The Yamaha FZ8 and FAZER8, also known as the FZ8N and FZ8S, are motorcycles produced since 2010 by Yamaha Motor Corporation for sale in the United States, Europe, Canada, Australia and New Zealand.
The FZ8 is a naked bike, while the virtually identical FAZER8 features a half fairing and ABS.
The FZ8 and FAZER8 replace the smaller capacity FZ6 and FZ6 FAZER, although As of July 2010 these continue to be sold in other markets.

Both motorcycles have a 779 cc inline-four engine, derived from the 998 cc FZ1 engine, but with a bore reduced from 77 to 68 mm, and the same stroke of 53.6 mm. Other differences from the FZ1 engine include a lighter crankshaft, smaller valves and revised camshaft profiles. The aluminium frame and swingarm are also taken from the FZ1.

The FZ8 has been discontinued in the United States after 2013.
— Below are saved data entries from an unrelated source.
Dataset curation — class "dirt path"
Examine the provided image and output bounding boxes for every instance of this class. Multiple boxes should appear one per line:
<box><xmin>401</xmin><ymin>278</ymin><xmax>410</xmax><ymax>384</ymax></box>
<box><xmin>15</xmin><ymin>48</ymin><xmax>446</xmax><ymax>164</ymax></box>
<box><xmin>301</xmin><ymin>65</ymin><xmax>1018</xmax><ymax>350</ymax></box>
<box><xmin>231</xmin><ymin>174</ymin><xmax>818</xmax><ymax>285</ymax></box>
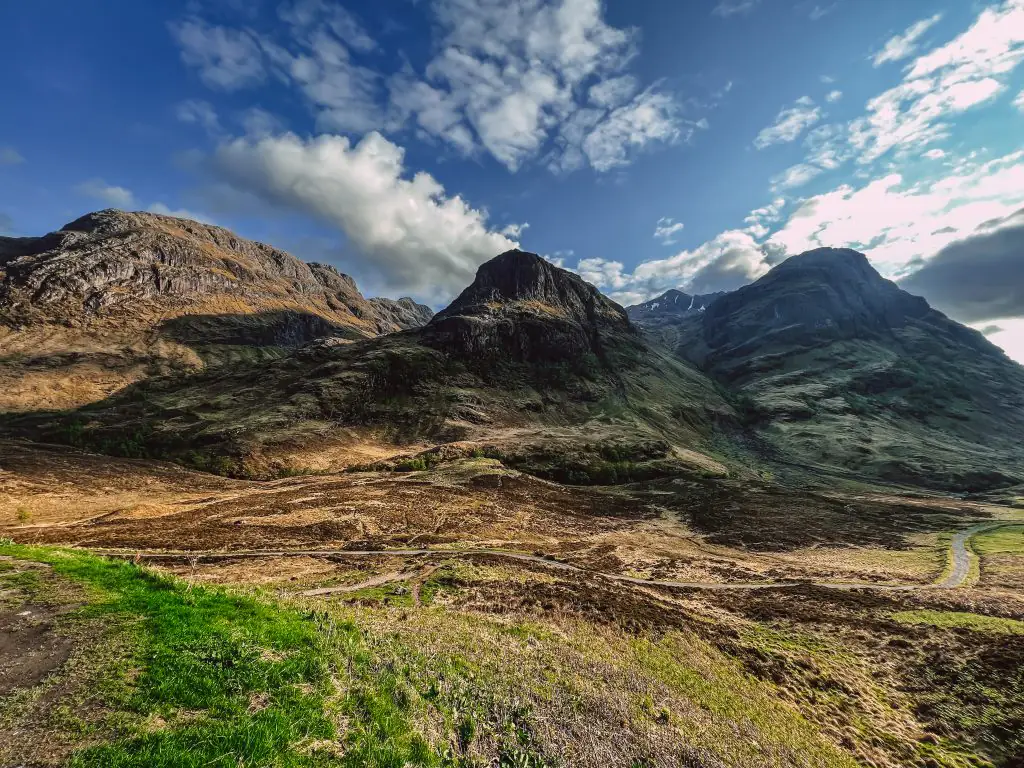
<box><xmin>935</xmin><ymin>523</ymin><xmax>1010</xmax><ymax>589</ymax></box>
<box><xmin>88</xmin><ymin>521</ymin><xmax>1006</xmax><ymax>593</ymax></box>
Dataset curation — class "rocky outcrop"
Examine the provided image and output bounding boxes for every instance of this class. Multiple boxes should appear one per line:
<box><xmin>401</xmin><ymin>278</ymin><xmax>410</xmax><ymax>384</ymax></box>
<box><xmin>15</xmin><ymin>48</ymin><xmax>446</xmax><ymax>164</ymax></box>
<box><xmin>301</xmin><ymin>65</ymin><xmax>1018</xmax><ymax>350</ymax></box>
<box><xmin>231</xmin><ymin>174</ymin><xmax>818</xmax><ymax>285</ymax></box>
<box><xmin>426</xmin><ymin>250</ymin><xmax>639</xmax><ymax>367</ymax></box>
<box><xmin>0</xmin><ymin>209</ymin><xmax>432</xmax><ymax>338</ymax></box>
<box><xmin>369</xmin><ymin>297</ymin><xmax>434</xmax><ymax>332</ymax></box>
Some UK reviewers have criticised the bikes for being expensive compared with rivals such as the Triumph Street Triple and Kawasaki Z750. Motorcycle Consumer News tested the 2011 FZ8's wet weight at 468 lbs, with an engine output of 89.47 hp and 51.19 lbft torque at the rear wheel. They found an average fuel economy of 44.1 mpgus and a top speed of 137.4 mph. The bike showed an acceleration of 0 to 60 mph in 3.51 seconds and 0 to 1/4 mi in 11.55 seconds at 115.71 mph. Motorcycle Consumer News tested the braking at 60 to 0 mph in 113.9 ft.

Cycle World reported a wet weight of 473 lb and an average fuel economy of 42 mpgus, and 60 to 0 mph braking in 137 ft. They saw acceleration of 0 to 60 mph in 3.3 seconds and 0 to 1/4 mi in 11.31 seconds at 119.70 mph, and measured the FZ8's top speed at 140 mph. They dynamometer tested the rear wheel horsepower at 91.6 hp @ 9,900 rpm and torque at 52.4 ftlb @ 8,100 rpm.

In 2013 the front suspension became adjustable.